Hi Francesco,

It looks like you have a very intense and small PCR product.

I don't know what DNA stain you are using, but they are positivly charged, while the DNA is negetivly charged.

They will migrate in opposite directions under electrical potential: as the DNA moves from the top to the bottom, the DNA stain moves from bottom to top (the bottom of a gel will have little or no stain and therefore appears dark).

That small intense PCR product is binding the DNA stain as the stain moves from the bottom to the top of the gel (and is also binding the stain out of the gel as the PCR product moves from top to bottom).

Loading high DNA concentrations into a well and running it will produce the smearing commet like tail from the PCR band. Try loading much less (1/10) and see what happens.

Best Wishes,

Robert.

Greetings,

Well, I think i can see the same small band in other Wells, but fainter. Anyway, something Like this happened to me when I was trying to amplify a 500 pb or so gapdh amplicon.

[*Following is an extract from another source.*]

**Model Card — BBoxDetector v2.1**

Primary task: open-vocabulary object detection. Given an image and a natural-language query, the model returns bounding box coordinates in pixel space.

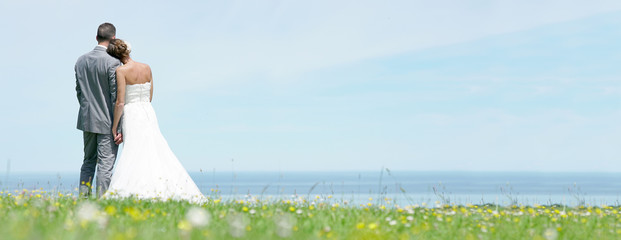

Check your primers for secondary structures or.primer dimer formation kinetics, Delta G should be higher than -10 to avoid primer dimer formation. I almost can assure you that if you double the DNA concentration in that RX, the smaller band will decrease, and the bigger one increase, as this effect magnifies when DNA concentration is low. You could be wondering about, "why do this happens only in one of my vessels", and there could be many answers to that, however, it's most likely to be a low number of copies or even DNA degradation (to some extent), that is making that inter primer interactions are favored against gDNA amplification. Also, check for possible inter-amplicon regions that might be causing primers to Miss align.

Good luck.

Dear colleagues, I agree with your ideas, but we should consider and "mechanical" troubles. Sometimes you can receive similar band as a result of some troubles with a wells in gel. Or it could be extra volume of your sample at start. I saw simillar results. Of course, it is only my advice, but try again with the same sample in new gel, please.

Adán Valenzuela Castillo thanks for the contribution, I guess the faint bands are higher than the very bright one. I am not interested specifically in the other bands, but my question is more related to the extra-dye looking-like shape of the sample number 11 from left (excluding the marker).

Robert Mulhall I am currently using 6x loading dye for DNA, from ThermoFisher, while the gel stain is the ECO safe DNA gel stain from Pacific Image. I am using it since a month and I am not having any trouble since.

I have seen similar smearing when I've ran high DNA concentrations. This is easily solved by using less temple with the loading dye.

If there is still smearing after you dilute down your amplified DNA, then the gene target may be atypical - try using a different primer pair.

Andrei S. Babenka I indeed think about a personal mechanical/human mistake here. I do not see why only one sample would have such a bright and intense color.

I was checking the compatibility between DNA loading dye and gel dye but it seems ok to me.

I will repeat the experiment with lower concentrated DNA as suggested by Robert Mulhall .

Thanks for the suggestion, I hope to learn from my mistakes!

Francesco Desiderio good luck. it is a very interesting to know the result, please upload it if you can. Thank you.

Hi all,

I increased the number of cycles (35 to 40), decreased the Gel Dye concentration (1/3) and increased by 1 Celsius the Ta. At the moment what I have is the disappearance of the strange lower band.

I have moved the position of my samples but after the marker, you might look at sample in position 10 (where marker is 0) and observe still a brighter band but at the same position as the previous.

Best

Hi,

It's most likely to be because of the temperature change and the longr run, as it should be increasing the target amplicon - unspecific by-products ratio. As I told you before, the latter must had been dulling your target band. Great to hear that you got ir right this time. Cheers!

Hi,

It's most likely to be because of the temperature change and the longr run, as it should be increasing the target amplicon - unspecific by-products ratio. As I told you before, the latter must had been dulling your target band. Great to hear that you got ir right this time. Cheers!